Caballero et al. ²⁴ and Zhang and Sucato ²³ developed scoliosis models by destruction of the NCC, in which they derived concave and convex NCCs at the surgical side, respectively. We believe these outcomes may have been caused by decreased vertebral height on the surgical side. In the present study, most cases of scoliosis were convex to the left side (i.e., concave on the surgical side), corroborating the findings reported by Caballero et al. ²⁴ while differing from those obtained by Zhang and Sucato. ²³ Three possible reasons for this discrepancy are as follows. First, Caballero et al. ²⁴ applied anterior thoracoscopic galvanocautery to completely destroy the NCC, while Zhang and Sucato ²³ used screws for destruction. According to the principle of epiphyseal destruction, the occupying screw does not lead to the formation of a bone bridge and the undamaged NCC still has growth ability, indicating that destruction is not as thorough as in the anterior approach. Second, in the study by Zhang and Sucato, ²³ the pedicle screw occupied the space of the pedicle, leading to pedicle bone deficiency.

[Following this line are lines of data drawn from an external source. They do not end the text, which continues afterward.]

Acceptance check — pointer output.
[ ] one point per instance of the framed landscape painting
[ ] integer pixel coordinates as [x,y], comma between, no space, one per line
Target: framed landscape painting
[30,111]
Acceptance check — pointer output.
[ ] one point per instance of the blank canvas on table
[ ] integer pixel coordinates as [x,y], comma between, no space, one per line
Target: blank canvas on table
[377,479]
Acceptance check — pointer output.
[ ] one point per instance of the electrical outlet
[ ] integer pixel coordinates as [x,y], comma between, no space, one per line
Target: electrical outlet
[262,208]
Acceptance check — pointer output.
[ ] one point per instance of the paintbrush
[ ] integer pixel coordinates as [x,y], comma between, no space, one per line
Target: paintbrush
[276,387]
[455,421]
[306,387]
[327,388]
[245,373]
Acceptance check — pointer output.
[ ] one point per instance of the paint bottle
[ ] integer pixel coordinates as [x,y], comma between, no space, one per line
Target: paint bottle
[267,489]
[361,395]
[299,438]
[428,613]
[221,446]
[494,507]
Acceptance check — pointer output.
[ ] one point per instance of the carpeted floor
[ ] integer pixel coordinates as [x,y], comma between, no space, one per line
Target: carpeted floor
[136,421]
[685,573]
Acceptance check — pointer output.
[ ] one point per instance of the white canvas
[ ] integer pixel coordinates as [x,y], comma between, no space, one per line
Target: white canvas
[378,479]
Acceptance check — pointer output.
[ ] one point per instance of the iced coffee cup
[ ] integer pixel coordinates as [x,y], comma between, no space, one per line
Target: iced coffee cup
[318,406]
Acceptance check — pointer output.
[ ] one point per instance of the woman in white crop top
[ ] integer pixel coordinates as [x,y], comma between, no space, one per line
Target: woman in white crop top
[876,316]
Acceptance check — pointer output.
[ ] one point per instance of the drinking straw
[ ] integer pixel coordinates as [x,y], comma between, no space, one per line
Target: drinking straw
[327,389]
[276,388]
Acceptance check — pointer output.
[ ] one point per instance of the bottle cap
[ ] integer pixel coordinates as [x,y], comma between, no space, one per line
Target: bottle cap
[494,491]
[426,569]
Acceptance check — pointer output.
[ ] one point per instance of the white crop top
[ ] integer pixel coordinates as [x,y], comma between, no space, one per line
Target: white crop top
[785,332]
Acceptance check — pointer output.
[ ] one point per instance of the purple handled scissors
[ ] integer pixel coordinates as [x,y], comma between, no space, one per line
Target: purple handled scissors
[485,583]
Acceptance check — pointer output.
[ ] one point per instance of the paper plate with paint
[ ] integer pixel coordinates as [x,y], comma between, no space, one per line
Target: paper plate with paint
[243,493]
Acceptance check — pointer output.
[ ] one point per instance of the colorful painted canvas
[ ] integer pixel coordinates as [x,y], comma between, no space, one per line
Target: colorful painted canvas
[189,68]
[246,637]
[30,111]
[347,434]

This affected the pedicle growth, thereby causing a vertebral rotation direction different from that in the present study, in which the pedicle space was not occupied by the screw. Therefore, different directions of scoliosis were achieved. Third, Zhang and Sucato ²³ adopted non-upright animals in their experiments. The lumbar vertebrae of rabbits are in a semi-upright state, and stress in the vertical direction may cause uneven load on both sides of the spine, resulting in inconsistent scoliosis.

Conclusions

This study demonstrated that destruction of the unilateral NCC in immature rabbits can induce structural scoliosis characterized by coronal curvature, vertebral rotation, and unequal length and thickness of the pedicle, similar to the pathological features of human scoliosis. In addition, no significant differences were found in the Cobb angles between scoliosis caused by NCC destruction using the posterolateral approach and scoliosis caused by NCC destruction under direct vision via the anterior approach.

Declaration of conflicting interest

The authors declare that there is no conflict of interest.